Apple’s satellite features — Emergency SOS and the like — are catching attention for their future potential. Jonny Evans wondered about monetisation and whether Apple might open satellite APIs to third parties. It could be useful for maps, messaging, and roadside help. But it depends on Globalstar upgrading its network or getting folded into someone else’s plan (SpaceX was mentioned). I’d describe this as one of those "big but distant" bets. The tech is neat. The business road is bumpy.

Rights, censorship, and geopolitics

Apple’s removal of gay dating apps from China made the rounds. Michael J. Tsai reported that Blued and Finka were pulled after a regulator’s order. The apps aren’t available to new users but remain for people who already have them. It’s a blunt reminder: Apple complies with local laws even when they clash with global expectations about rights and availability. That is not surprising, but it’s quietly painful to watch.

Little discoveries and the strange corners

There were charming outliers. A video surfaced about Mac OS for PowerPC CHRP machines — an odd vintage find — and a Bandai newsletter from 1995 made a neat nostalgia stop. A short tech diary showed three devices from 2020 still working fine. These bits are small but human. They remind readers that tech has a life before news cycles pick it up, and that people keep using older stuff because it still earns trust. It’s like keeping your old bicycle in the shed because it’s honest and reliable.

Themes that kept repeating

A few ideas kept bouncing across posts this week.

  • Privacy versus convenience. Apple sings privacy, but features like Messages linking to Apple services, wallet passports, and government-driven compromises show the line is thin. The sentiment is repeated, again and again: trust is conditional. I’d say the company’s rhetoric sometimes outruns reality.

  • Control versus openness. Developers and regulators keep tugging Apple in opposite directions. The DMA, mini apps, and notarization rules are different faces of the same argument: who decides what runs on your device? Michael J. Tsai and Bruce Lawson both suggested more openness would push innovation. Apple’s counter is a curated garden that wants to stay tidy.

  • Design vs. utility. From Tahoe icons to the iPhone Pocket, the posts split into lovers and haters. Apple is trying to be aspirational. That’s part of the brand. But when the design feels like fashion rather than fixing a problem, readers notice. A knitted phone sling reads as a lifestyle prop more than a tool.

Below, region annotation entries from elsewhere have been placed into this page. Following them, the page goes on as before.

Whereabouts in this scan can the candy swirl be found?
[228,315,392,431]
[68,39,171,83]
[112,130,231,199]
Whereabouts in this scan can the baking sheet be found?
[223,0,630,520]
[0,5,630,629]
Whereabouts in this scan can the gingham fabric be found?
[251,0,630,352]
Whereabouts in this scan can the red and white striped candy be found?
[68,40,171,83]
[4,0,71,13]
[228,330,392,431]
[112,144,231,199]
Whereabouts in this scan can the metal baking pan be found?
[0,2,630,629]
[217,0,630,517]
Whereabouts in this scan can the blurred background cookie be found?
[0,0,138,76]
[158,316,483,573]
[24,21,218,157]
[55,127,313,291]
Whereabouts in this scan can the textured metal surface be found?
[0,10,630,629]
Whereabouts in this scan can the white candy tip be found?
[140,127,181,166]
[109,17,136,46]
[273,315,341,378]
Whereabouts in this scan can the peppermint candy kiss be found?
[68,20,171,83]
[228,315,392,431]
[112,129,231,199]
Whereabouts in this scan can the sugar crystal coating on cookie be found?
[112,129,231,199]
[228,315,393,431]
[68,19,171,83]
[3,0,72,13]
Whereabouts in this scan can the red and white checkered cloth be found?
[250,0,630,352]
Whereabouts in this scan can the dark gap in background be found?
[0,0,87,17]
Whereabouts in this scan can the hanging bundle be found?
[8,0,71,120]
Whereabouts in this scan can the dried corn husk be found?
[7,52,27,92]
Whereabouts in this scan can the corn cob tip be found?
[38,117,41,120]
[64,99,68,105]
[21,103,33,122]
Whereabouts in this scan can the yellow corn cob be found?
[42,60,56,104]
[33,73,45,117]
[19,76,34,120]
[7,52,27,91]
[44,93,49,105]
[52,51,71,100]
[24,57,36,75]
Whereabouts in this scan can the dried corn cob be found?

  • Legacy and continuity. Apple silicon anniversary posts and Mac nostalgia show real warmth for what Apple has done. People appreciate that the machines are fast and long-lived. Yet the same authors often bemoan software bugs and decreasing polish. It’s a tension between how good the hardware still is and how messy the software sometimes feels.

  • Money and incentives. Whether it’s DMA savings not lowering prices, mini apps routing payments through Apple, or questions about iPhone Air pricing, money always steers the story. Policies shift where money flows. That changes incentives. That changes behaviour.

If you like reading the original takes, there’s a lot to dig into. The legal angles, the developer grumbles, the tiny product theatrics, and the deeper privacy notes all point to a company at an odd crossroads. It keeps building elegant machines and, at the same time, making small decisions that feel like compromises. Some people will shrug and carry on. Others will keep asking the same questions louder.

There’s plenty of nuance here. The short reads mentioned let you follow a thread deeper — the DMA study and its limits, the mini-app economics inside WeChat, the Messages tracking-number reroutes, and the slow drip of software polish complaints. If one theme stays, it’s that Apple’s identity is less a single story and more a collage: premium hardware, tight control, privacy promises, and a hunger for new revenue lanes. The collage looks good from a distance, but up close some of the glue is visible.

Read those original posts for the fine details. Each writer brings a slightly different eye. Some want more openness, some want more polish, and some just want fewer knitted phone slings. Either way, the conversation feels alive and worth watching — especially if you carry an Apple device in your coat pocket or your heart.